When Manuel Medeiros brought concerns about the health care his mother was receiving to last month’s Kitimat Health Advocacy Group (KHAG) meeting, he found there were several members who understood exactly how he felt.
Medeiros told the group his mother had been in an acute care bed at Kitimat General for two-and-a-half months because there was not a bed available in the Mountainview Lodge multi-level care wing.
Having given examples of how he felt her care was falling short, he added he was “sick and tired” of being told the Northern Health Authority was going to move his mother out of town, to either Prince Rupert or Terrace.
Kiwanis Village and Delta King Place manager Lucy Borges said that while she couldn’t comment on the specific circumstances of Medeiros’ mother, she could agree “that they do almost threaten families that your loved one will have to leave the commmunity and go into other communities where there is room for them.
“I have seen it with my own eyes and it’s heart breaking.”
Chamber of Commerce representative Trish Parsons said she understood what Medeiros was going through, as would a lot of people in the community.
“This has been going on for at least five years now,” she said, adding, “I lived every aspect of it. I was also threatened that my mother-in-law would be sent elsewhere.”
Thanking Medeiros for bringing his concerns forward, Disabilities Commission rep Mary Monteiro agreed it was a major issue in the community. “We are an aging community.”
Joanne Ong pointed out that people stuck in acute beds because there are none available in Mountainview Lodge were having to pay the NHA as if they were in a multi-level care bed.
Yet in acute you didn’t get the same level of care as in multi-level.
Margaret Warcup pointed out that while she was with the Child Development Centre now, she had a long history in health care including a stint at Terraceview Lodge, Terrace’s multi-level care unit.
She said Kitimat’s problem was it lacked the “documented evidence” of the need within the community so it could get grants to build necessary housing, including MLC.
“We need to do that political step of having it documented”, she emphasized, noting the housing study currently under way was intended to fill that gap.

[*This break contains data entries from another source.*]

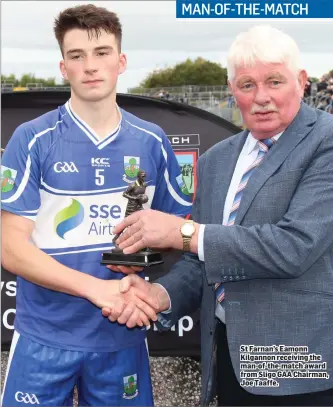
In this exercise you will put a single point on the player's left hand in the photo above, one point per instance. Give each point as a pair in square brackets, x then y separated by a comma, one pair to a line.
[125, 269]
[149, 228]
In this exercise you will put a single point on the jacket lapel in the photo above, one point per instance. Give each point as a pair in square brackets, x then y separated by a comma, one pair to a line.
[297, 130]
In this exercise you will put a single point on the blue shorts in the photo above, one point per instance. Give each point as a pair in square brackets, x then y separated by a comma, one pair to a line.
[46, 376]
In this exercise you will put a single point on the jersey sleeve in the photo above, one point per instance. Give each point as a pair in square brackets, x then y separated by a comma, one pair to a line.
[169, 196]
[20, 175]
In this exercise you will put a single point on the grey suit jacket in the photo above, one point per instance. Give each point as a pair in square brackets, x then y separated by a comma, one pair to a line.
[276, 262]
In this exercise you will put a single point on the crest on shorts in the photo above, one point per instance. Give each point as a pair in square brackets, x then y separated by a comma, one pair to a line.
[130, 386]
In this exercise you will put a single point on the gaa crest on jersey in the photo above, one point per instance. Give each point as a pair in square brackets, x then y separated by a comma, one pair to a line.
[130, 386]
[131, 168]
[8, 176]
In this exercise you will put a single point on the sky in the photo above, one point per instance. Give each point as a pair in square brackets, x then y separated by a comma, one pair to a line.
[152, 38]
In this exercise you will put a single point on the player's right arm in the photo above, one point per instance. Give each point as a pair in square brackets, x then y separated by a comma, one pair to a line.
[20, 184]
[21, 257]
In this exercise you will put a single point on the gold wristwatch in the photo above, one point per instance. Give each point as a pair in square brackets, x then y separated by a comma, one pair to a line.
[187, 230]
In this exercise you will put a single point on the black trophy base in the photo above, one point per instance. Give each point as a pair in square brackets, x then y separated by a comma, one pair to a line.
[141, 259]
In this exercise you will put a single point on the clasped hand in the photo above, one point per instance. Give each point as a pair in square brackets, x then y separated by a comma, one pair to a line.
[131, 301]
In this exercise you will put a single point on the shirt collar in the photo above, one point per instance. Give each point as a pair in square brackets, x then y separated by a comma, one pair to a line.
[251, 143]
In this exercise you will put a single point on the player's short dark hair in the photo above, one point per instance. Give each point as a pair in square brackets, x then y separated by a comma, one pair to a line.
[90, 18]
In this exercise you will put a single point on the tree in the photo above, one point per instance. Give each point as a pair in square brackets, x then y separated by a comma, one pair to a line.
[197, 72]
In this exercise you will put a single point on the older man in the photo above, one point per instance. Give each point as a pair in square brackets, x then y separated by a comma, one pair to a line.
[259, 254]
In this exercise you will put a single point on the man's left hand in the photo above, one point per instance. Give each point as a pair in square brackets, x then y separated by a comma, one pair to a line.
[149, 228]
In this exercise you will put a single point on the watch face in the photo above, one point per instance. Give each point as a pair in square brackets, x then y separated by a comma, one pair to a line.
[188, 229]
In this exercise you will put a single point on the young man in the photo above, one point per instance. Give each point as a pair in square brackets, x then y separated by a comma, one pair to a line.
[68, 171]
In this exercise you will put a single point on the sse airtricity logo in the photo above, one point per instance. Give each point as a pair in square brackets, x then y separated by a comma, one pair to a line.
[68, 218]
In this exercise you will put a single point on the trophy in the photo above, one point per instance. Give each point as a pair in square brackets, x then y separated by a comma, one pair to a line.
[136, 195]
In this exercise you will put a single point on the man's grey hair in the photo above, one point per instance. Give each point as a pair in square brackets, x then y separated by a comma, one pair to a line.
[266, 44]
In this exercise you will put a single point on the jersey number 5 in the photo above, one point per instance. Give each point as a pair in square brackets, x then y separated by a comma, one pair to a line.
[99, 177]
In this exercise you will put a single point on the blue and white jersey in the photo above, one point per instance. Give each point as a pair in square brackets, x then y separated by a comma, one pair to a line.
[57, 172]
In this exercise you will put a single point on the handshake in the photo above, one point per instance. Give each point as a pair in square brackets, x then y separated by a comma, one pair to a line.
[131, 300]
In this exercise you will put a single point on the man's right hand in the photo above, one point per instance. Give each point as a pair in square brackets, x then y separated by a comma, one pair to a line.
[147, 292]
[124, 269]
[106, 294]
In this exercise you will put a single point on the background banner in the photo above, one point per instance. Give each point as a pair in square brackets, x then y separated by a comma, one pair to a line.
[191, 132]
[254, 8]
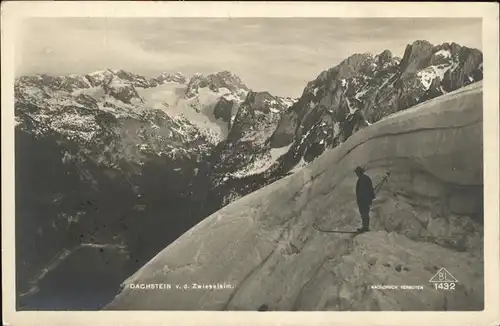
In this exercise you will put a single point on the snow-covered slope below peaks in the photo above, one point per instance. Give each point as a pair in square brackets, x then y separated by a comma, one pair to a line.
[265, 249]
[199, 110]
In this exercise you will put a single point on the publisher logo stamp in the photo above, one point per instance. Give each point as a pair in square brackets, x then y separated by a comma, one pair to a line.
[443, 280]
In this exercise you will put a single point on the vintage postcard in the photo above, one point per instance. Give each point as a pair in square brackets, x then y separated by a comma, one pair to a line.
[250, 163]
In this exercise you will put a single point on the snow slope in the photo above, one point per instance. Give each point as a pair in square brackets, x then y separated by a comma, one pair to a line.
[428, 216]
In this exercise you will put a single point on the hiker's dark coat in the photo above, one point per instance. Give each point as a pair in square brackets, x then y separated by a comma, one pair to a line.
[364, 191]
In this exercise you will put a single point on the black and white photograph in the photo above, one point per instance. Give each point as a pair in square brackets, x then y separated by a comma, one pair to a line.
[249, 164]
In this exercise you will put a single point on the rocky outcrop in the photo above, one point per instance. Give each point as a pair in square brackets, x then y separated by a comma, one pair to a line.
[223, 110]
[263, 250]
[416, 57]
[364, 89]
[214, 82]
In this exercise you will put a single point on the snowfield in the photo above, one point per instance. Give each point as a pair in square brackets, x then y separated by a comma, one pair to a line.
[427, 216]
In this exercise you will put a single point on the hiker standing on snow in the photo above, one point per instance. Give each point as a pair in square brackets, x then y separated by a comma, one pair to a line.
[364, 197]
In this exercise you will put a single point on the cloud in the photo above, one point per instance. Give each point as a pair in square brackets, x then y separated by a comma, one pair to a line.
[275, 54]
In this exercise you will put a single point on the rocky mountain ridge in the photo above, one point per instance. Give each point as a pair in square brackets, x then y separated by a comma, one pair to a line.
[128, 157]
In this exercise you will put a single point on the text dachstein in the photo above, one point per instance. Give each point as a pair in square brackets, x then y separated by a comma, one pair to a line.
[190, 286]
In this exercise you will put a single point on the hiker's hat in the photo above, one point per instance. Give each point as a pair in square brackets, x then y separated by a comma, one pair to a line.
[359, 169]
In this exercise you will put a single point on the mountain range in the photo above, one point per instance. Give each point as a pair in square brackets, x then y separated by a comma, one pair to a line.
[117, 160]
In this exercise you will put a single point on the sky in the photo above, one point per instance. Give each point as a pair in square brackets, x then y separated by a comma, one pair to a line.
[279, 55]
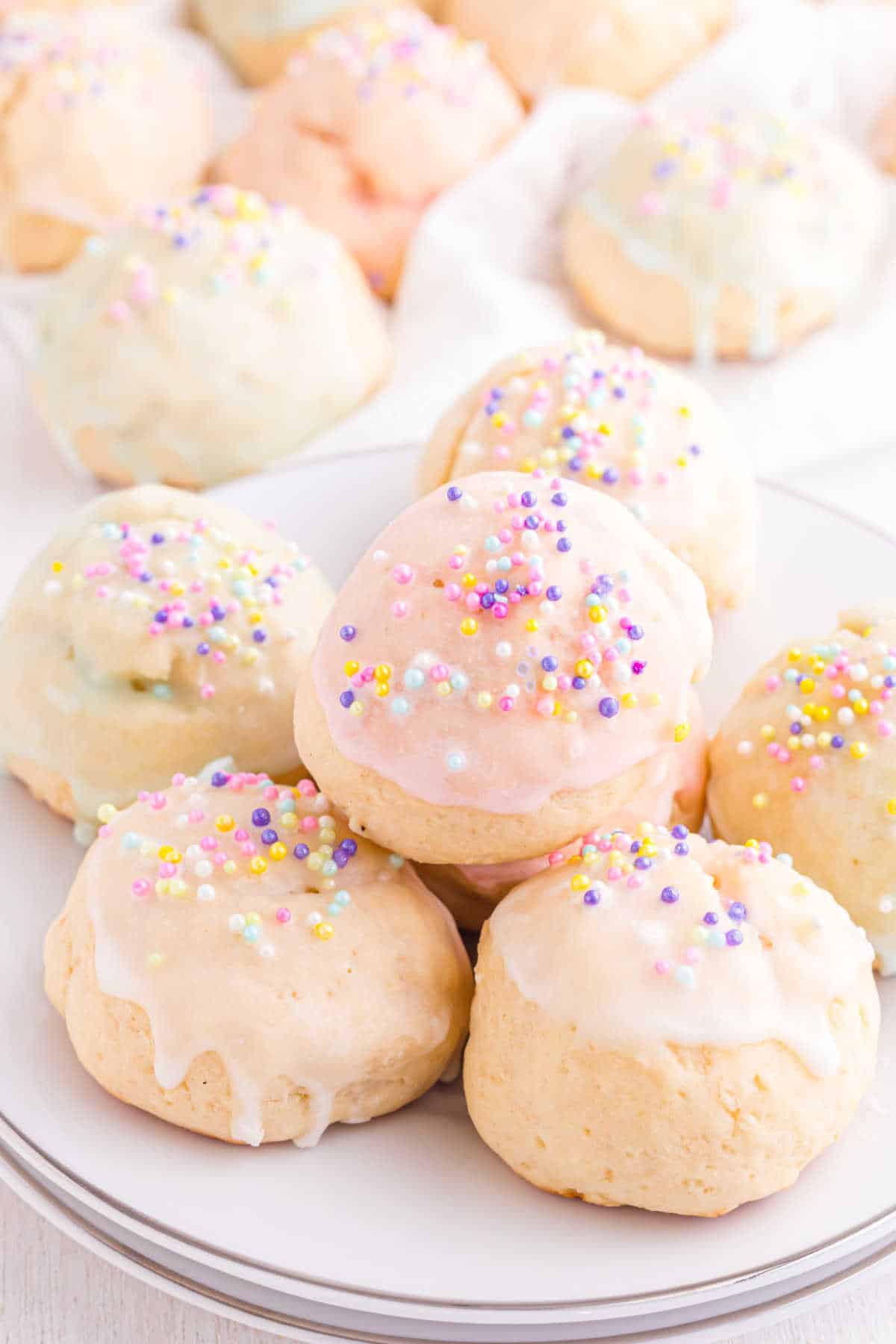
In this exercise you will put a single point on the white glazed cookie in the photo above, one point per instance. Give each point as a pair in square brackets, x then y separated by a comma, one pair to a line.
[231, 960]
[155, 631]
[734, 235]
[668, 1023]
[622, 46]
[260, 37]
[501, 668]
[99, 113]
[374, 119]
[808, 759]
[620, 423]
[207, 339]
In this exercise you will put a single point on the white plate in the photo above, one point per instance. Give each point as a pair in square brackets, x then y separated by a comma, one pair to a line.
[413, 1216]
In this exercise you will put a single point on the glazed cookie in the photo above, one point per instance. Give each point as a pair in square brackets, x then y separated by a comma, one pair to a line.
[668, 1023]
[673, 792]
[99, 113]
[622, 46]
[153, 629]
[205, 340]
[618, 423]
[884, 139]
[731, 237]
[260, 37]
[231, 960]
[374, 120]
[501, 668]
[808, 757]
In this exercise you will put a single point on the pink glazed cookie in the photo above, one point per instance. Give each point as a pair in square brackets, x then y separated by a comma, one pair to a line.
[623, 423]
[501, 668]
[373, 120]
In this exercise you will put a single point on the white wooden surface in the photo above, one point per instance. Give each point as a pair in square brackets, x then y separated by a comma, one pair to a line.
[52, 1292]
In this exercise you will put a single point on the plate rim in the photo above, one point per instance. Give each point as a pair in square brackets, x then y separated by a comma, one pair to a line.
[457, 1308]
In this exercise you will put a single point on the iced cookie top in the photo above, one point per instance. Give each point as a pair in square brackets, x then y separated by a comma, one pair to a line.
[246, 920]
[748, 201]
[507, 640]
[662, 939]
[610, 418]
[172, 594]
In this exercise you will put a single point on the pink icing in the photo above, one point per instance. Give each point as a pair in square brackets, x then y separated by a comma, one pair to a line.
[454, 700]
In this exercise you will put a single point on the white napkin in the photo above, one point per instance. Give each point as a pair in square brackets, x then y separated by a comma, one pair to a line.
[482, 275]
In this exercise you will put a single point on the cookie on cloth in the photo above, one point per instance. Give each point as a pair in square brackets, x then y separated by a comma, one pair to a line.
[261, 37]
[207, 339]
[622, 46]
[673, 793]
[233, 961]
[500, 670]
[808, 759]
[375, 117]
[669, 1023]
[732, 235]
[620, 423]
[156, 629]
[99, 113]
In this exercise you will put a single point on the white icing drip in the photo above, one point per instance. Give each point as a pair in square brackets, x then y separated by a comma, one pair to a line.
[595, 965]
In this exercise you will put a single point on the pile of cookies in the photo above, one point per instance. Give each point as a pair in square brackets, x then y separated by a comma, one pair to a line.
[296, 801]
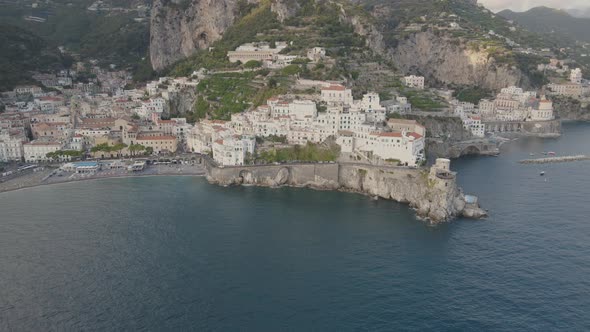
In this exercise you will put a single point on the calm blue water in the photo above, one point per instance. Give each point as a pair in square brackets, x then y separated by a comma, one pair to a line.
[177, 254]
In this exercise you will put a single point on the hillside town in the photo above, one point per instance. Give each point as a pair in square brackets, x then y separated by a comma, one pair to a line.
[89, 112]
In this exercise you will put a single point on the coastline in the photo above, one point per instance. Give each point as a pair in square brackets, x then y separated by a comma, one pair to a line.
[91, 178]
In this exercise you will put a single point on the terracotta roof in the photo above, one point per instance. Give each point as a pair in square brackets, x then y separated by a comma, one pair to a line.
[345, 133]
[49, 98]
[415, 135]
[156, 138]
[335, 88]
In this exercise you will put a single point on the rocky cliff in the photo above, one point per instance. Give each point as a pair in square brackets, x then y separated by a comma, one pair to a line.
[444, 60]
[434, 195]
[181, 27]
[571, 109]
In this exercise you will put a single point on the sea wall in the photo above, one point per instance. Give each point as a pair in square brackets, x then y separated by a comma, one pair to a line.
[433, 196]
[550, 128]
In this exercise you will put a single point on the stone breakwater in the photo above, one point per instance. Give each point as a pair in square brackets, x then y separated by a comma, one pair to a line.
[432, 193]
[564, 159]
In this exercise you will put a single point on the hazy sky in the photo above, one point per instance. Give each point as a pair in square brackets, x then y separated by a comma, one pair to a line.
[520, 5]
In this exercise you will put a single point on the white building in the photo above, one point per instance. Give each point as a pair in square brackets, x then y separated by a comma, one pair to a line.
[337, 94]
[233, 150]
[474, 125]
[544, 112]
[316, 54]
[255, 52]
[576, 76]
[11, 145]
[413, 81]
[37, 150]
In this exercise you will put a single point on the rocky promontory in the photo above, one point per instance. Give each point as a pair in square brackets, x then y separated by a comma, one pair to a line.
[432, 193]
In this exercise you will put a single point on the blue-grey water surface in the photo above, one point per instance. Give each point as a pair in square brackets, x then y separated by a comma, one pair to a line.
[175, 253]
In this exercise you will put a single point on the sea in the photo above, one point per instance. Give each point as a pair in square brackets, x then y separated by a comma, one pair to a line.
[176, 253]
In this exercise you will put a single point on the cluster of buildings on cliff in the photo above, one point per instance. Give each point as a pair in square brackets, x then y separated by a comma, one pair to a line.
[356, 125]
[270, 55]
[576, 87]
[512, 104]
[40, 124]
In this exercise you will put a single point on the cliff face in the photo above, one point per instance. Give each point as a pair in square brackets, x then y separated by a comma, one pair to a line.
[442, 59]
[181, 102]
[571, 109]
[435, 198]
[179, 28]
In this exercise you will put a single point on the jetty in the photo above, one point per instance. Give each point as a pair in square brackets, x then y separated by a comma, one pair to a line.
[563, 159]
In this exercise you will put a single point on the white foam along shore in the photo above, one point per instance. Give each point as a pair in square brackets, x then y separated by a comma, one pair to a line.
[30, 181]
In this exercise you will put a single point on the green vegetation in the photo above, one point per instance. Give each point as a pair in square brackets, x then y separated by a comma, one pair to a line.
[225, 94]
[528, 64]
[64, 154]
[309, 153]
[21, 52]
[472, 94]
[255, 20]
[252, 64]
[136, 148]
[105, 147]
[271, 138]
[110, 37]
[423, 101]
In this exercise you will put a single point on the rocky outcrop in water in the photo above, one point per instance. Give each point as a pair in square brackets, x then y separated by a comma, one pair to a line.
[567, 108]
[434, 195]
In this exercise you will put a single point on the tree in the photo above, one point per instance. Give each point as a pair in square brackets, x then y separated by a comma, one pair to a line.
[118, 147]
[252, 64]
[134, 148]
[291, 70]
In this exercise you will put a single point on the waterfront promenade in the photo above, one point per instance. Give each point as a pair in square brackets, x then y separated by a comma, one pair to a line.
[563, 159]
[54, 175]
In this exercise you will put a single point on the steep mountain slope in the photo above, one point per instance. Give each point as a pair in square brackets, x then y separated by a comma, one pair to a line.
[118, 36]
[180, 28]
[21, 52]
[552, 21]
[448, 41]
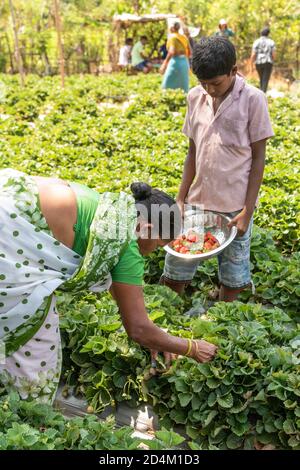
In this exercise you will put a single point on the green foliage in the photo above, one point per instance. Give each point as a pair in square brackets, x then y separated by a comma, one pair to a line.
[125, 126]
[29, 426]
[249, 394]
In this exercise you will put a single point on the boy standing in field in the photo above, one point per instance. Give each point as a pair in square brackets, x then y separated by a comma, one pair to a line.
[228, 124]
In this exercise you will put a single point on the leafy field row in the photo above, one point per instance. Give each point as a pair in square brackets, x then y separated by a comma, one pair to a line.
[107, 132]
[126, 126]
[249, 394]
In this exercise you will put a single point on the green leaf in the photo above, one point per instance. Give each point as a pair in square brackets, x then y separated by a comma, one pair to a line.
[226, 401]
[233, 441]
[185, 399]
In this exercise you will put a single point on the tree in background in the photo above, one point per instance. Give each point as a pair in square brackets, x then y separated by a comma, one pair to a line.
[87, 27]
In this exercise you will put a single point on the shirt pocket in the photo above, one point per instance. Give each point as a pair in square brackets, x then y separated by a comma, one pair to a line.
[234, 132]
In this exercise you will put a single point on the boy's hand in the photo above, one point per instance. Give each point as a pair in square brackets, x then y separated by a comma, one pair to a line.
[180, 204]
[241, 221]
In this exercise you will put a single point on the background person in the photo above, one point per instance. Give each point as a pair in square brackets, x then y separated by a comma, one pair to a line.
[263, 55]
[176, 65]
[138, 58]
[125, 53]
[224, 31]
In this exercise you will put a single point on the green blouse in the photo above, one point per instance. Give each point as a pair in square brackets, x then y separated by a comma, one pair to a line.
[130, 268]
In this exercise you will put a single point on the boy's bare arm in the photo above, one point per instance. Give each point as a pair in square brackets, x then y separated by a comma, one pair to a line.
[189, 172]
[255, 178]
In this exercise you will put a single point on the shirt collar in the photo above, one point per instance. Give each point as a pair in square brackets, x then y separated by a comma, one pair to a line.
[237, 87]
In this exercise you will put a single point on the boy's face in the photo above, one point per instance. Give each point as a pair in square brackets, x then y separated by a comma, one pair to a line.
[217, 86]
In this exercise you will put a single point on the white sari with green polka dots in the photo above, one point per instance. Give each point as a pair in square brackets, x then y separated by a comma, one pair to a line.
[33, 264]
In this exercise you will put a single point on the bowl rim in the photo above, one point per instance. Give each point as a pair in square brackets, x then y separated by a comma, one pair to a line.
[208, 254]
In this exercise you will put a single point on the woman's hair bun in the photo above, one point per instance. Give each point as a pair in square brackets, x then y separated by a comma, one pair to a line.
[141, 191]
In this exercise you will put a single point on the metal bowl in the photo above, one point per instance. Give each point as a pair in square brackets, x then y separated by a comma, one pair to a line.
[215, 223]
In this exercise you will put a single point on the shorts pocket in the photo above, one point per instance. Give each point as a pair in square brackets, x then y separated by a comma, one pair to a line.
[237, 252]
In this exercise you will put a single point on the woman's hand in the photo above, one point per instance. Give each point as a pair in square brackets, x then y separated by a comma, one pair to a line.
[169, 358]
[241, 221]
[202, 351]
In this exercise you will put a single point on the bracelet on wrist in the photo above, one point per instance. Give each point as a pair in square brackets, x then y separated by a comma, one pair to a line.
[189, 349]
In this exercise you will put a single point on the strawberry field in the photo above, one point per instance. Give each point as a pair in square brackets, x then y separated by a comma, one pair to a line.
[107, 132]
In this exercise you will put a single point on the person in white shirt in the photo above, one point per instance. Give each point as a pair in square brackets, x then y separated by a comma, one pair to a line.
[125, 53]
[263, 55]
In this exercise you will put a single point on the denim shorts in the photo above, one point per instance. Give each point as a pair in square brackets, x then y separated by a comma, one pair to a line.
[234, 262]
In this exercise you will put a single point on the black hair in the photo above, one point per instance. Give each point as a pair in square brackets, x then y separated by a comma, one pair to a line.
[213, 56]
[265, 31]
[153, 200]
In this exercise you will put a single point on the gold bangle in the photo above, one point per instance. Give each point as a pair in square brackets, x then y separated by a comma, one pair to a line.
[190, 344]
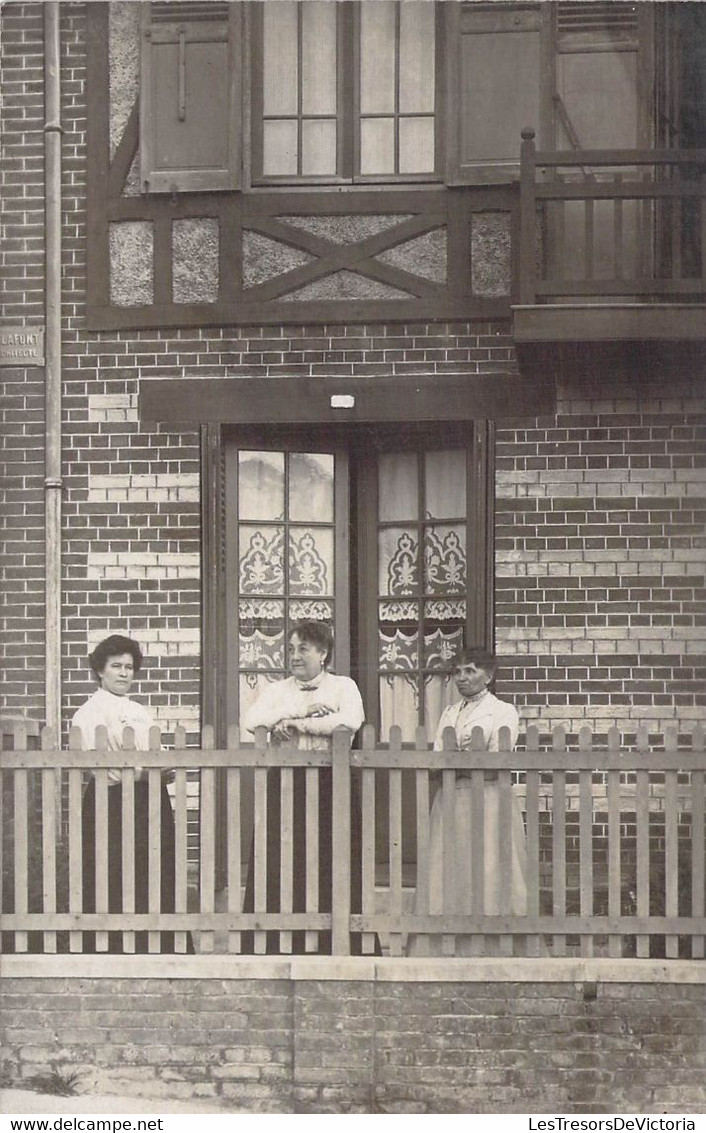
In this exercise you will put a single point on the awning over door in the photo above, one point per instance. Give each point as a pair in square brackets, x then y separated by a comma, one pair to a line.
[311, 400]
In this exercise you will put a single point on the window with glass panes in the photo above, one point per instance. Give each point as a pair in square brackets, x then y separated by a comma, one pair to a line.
[385, 542]
[345, 92]
[422, 582]
[287, 544]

Pointing out that Susan Adams was the advocate for seniors in the province, Warcup described her as “the link to having better care.”
Warcup therefore urged every family member to phone Adams and say, “It is not working”.
And every health care professional should be giving people Adams’ number.
Chief of medical staff Dr. Derek Carstens said at that moment about 25 per cent of the hospital’s acute beds were occupied by people who should not be there.
As a result, people being brought into emergency were now having to stay there because there was no bed available for them in acute care.
Carstens said the way to avoid sending people out of the community was to ensure they could get the are they needed here.
But in the case of more MLC beds he asked, “Who’s going to build it? The only solution I can see is a private-public partnership.”
And he warned, “This is only going to get worse.”
KHAG chairman Goffinet assured Medeiros that the matter would be raised by the advocacy group at the Standing Committee of Finance meeting in Smithers (see story on page 3) and by city council when they met with senior NHA officials at the Union of BC Municipalities convention. “We are going to demand – again – that this be addressed.